岡藤輝光は福田夫妻に渡した返済の意志を裏書きした自分の名刺を奪って逃げた。
 
 
7月4日朝、福田夫妻の遺体が発見された。

警察の捜査線上に浮上した岡藤輝光が犯行を自供し、7月8日に逮捕され、強盗殺人罪で起訴された。

公判で岡藤輝光は殺人容疑は認めたが 強盗容疑については否認している。

一審の浦和地裁は検察の死刑求刑に対し「無抵抗の老夫婦を殺害した残虐非道な犯行だが、富士銀行が遺族に相当高額の金品を支払う調停が成立している」として、岡藤輝光に無期懲役判決を言い渡した。

検察側はこの量刑を不服として控訴したが、二審の東京高等裁判所は2000年12月にこれを棄却。

以降、検察が上告を行わなかったため、ここに岡藤輝光の無期懲役が確定した。
 
 
岡藤輝光の生い立ちは福岡県生まれ、小さな運送会社でトラック運転手として働く父のもとに 輝光は3人兄弟の長男として生まれた。

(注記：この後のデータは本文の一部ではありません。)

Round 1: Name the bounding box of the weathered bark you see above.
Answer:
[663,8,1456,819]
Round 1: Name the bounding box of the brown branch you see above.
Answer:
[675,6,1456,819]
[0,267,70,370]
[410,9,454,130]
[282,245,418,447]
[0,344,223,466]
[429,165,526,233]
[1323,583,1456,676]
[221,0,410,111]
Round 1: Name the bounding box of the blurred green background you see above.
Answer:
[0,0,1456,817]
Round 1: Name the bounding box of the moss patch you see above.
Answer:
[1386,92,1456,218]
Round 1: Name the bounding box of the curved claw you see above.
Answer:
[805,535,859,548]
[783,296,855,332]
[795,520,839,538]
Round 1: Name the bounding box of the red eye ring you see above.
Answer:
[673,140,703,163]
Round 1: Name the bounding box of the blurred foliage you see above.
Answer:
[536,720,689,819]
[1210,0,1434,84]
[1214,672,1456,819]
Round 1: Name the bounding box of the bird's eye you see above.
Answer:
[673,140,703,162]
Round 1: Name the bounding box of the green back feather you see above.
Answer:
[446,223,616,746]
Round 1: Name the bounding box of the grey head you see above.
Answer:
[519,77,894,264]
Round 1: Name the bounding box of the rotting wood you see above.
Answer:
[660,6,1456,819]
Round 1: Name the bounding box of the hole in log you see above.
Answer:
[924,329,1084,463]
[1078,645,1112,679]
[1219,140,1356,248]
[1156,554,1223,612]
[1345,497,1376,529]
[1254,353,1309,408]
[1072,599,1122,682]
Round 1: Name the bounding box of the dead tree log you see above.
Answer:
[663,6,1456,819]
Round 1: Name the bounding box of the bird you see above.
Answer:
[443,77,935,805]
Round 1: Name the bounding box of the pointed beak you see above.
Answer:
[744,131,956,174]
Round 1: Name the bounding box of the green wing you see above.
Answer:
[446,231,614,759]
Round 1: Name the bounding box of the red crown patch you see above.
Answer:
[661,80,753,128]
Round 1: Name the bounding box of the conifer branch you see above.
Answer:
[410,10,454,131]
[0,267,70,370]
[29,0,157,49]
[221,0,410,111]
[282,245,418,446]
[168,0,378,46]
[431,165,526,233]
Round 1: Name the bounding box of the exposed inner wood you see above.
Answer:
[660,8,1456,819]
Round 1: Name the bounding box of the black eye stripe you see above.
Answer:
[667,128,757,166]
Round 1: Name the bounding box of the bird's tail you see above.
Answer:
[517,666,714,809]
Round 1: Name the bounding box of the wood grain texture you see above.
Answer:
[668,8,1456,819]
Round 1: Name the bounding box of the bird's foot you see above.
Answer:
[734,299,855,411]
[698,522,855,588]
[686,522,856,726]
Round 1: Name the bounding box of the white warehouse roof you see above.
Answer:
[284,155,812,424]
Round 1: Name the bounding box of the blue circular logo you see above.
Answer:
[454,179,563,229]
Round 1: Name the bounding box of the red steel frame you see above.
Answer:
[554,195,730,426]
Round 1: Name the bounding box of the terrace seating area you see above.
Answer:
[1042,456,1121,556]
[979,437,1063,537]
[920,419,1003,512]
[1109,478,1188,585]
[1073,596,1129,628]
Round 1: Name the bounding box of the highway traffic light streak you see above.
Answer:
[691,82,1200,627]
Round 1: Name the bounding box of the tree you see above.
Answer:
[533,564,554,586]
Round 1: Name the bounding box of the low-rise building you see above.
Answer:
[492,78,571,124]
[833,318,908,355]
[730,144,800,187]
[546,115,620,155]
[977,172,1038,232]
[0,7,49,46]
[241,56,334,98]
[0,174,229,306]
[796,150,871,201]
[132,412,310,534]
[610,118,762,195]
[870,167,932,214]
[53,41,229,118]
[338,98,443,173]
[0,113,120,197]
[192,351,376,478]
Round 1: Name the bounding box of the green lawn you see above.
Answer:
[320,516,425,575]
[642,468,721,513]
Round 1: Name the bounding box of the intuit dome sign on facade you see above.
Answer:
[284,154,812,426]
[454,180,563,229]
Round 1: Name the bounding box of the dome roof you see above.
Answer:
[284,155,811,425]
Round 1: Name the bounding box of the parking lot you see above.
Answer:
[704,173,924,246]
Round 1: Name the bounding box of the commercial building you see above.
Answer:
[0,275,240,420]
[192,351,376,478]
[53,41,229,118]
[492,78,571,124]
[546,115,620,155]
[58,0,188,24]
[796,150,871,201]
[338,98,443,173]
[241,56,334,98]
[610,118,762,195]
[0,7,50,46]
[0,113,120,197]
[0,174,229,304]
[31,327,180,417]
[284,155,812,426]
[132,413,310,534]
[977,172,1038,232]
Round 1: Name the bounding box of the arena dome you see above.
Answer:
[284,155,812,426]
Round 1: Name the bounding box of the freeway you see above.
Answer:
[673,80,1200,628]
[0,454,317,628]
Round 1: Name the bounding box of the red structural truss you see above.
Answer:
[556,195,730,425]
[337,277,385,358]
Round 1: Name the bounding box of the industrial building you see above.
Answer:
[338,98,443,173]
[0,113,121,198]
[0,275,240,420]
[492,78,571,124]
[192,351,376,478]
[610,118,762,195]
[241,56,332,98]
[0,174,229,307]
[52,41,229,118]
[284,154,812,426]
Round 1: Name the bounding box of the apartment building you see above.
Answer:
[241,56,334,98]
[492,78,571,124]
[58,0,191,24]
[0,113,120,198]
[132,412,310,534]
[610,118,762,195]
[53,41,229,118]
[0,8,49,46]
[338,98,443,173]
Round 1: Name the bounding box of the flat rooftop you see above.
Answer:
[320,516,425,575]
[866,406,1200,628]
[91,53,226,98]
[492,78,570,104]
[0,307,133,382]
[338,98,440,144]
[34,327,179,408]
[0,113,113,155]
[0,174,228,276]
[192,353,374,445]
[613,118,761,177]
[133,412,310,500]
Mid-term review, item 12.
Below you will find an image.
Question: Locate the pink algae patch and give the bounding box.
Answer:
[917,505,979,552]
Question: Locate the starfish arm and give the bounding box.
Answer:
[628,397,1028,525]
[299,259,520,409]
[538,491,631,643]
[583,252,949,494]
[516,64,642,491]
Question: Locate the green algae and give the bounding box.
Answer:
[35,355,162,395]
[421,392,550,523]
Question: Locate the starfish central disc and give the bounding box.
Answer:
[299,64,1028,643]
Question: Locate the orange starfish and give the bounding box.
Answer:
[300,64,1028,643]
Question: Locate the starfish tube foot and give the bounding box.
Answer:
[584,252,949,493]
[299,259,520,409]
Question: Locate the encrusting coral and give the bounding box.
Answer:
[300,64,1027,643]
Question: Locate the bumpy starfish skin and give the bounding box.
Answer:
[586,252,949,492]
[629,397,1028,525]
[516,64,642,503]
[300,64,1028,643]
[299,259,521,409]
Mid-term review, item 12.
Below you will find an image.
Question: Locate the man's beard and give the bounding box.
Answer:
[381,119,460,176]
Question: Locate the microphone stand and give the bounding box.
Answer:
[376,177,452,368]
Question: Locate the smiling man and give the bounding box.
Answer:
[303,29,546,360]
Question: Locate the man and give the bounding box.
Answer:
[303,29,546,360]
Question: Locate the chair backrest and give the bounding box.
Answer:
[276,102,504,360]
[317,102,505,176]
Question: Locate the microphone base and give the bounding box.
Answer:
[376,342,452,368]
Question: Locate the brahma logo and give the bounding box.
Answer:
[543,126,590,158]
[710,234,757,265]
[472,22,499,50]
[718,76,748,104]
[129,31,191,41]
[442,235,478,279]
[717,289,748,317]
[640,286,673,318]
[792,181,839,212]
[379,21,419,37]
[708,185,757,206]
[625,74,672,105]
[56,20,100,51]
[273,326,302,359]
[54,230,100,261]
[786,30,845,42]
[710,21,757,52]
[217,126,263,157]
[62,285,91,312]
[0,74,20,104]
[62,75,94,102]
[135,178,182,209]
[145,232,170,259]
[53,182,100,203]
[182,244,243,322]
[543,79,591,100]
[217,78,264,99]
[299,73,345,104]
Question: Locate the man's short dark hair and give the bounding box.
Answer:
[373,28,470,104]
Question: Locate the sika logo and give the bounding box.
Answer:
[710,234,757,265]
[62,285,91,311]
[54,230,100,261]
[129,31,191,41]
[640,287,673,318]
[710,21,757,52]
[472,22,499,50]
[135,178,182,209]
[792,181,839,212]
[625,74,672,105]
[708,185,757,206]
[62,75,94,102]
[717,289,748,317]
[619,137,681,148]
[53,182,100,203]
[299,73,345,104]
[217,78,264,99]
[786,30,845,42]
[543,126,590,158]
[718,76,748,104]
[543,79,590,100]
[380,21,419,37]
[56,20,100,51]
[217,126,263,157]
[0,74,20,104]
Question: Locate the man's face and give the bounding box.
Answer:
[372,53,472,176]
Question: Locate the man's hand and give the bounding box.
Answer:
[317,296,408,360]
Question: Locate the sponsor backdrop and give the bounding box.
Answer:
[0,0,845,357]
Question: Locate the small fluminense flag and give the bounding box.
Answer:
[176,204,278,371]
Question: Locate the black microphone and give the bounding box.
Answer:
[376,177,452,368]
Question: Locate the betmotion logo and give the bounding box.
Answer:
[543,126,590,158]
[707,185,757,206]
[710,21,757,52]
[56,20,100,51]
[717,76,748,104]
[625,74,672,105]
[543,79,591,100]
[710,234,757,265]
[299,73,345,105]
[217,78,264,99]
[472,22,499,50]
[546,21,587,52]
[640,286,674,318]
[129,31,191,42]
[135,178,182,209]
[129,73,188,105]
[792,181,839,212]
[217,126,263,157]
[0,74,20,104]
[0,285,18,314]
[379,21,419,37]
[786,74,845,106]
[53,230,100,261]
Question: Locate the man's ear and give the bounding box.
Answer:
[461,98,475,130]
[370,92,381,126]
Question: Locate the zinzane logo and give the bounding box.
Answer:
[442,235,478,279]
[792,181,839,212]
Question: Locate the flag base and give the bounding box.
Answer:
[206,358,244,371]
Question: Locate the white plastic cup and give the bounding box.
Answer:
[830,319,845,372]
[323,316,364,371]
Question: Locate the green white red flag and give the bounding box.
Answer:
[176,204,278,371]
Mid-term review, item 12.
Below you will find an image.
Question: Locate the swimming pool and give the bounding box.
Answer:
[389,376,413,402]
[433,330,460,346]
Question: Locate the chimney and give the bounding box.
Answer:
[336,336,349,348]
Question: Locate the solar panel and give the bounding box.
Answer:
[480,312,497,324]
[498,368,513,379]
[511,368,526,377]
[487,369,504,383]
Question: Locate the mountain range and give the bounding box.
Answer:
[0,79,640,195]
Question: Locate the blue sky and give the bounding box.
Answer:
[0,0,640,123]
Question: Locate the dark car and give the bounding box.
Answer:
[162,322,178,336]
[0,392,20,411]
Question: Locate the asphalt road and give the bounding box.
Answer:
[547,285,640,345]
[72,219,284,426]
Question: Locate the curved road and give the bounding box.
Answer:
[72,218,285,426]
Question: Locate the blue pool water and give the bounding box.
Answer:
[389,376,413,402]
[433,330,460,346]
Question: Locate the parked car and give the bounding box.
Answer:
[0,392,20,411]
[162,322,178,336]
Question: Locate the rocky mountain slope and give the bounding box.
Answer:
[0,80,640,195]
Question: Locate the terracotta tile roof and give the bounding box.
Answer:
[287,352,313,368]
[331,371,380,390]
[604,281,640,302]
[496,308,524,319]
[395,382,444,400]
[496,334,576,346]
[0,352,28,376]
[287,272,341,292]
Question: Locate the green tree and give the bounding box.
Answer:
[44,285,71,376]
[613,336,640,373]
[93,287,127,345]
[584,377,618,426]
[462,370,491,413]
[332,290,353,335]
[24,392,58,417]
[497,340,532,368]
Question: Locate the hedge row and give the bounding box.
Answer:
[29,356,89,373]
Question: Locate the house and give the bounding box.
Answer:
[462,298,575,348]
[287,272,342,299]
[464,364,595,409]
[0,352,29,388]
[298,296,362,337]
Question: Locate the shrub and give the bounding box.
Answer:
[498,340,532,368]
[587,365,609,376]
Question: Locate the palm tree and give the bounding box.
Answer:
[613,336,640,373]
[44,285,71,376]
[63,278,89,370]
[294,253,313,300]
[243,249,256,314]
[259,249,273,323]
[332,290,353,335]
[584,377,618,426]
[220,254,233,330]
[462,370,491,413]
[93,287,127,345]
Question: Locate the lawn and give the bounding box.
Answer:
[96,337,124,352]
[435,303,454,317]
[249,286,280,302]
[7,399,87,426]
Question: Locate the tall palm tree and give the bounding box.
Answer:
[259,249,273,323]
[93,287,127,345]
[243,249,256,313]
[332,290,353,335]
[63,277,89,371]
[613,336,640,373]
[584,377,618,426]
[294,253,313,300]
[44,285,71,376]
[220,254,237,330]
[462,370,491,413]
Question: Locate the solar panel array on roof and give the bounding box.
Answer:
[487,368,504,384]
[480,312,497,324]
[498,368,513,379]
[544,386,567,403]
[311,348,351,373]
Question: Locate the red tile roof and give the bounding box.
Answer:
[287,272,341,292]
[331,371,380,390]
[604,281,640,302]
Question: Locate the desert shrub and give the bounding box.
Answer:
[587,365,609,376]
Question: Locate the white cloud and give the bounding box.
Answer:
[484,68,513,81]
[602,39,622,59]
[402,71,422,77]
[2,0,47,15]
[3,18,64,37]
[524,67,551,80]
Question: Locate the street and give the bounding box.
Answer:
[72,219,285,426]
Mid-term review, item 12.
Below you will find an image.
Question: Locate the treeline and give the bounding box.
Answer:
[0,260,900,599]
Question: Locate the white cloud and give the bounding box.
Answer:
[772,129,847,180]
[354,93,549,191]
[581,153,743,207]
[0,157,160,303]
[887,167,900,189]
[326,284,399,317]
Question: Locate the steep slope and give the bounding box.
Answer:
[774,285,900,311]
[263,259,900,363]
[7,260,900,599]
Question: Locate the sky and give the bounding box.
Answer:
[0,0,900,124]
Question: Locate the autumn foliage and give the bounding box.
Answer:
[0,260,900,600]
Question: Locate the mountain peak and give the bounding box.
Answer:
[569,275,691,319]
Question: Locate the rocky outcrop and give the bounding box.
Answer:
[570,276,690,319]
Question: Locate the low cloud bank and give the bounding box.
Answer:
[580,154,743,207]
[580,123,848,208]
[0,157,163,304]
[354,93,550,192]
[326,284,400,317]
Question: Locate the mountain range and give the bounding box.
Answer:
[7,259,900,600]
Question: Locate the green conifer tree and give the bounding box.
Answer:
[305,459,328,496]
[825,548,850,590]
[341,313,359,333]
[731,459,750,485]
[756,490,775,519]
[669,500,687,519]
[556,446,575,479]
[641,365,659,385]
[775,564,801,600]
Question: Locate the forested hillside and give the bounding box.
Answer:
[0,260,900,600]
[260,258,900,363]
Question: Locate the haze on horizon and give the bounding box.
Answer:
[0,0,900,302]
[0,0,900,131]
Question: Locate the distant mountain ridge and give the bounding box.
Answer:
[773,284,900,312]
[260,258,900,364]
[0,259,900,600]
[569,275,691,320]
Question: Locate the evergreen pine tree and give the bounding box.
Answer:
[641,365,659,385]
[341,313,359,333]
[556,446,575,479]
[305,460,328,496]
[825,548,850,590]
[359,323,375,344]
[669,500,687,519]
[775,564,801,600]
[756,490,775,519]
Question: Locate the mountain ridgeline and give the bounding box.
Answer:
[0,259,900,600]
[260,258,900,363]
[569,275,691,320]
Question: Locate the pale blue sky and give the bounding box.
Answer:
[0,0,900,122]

輝光は進学校の県立筑紫高校に進み、ラグビー部で活躍したため ラグビー枠で福岡県内の私立大学に進学している。

性格は不器用ながらも仲間思いで情に厚く、周りの評判は良かったと同級生は言う。

中卒の父親は息子を大学まで通わせ、岡藤照光は大手都市銀行に就職し、前途洋々のはずだったが…これはバブルが崩壊したしわ寄せが、銀行員(加害者)と老夫婦(被害者)の運命を大きく狂わせた事件だった。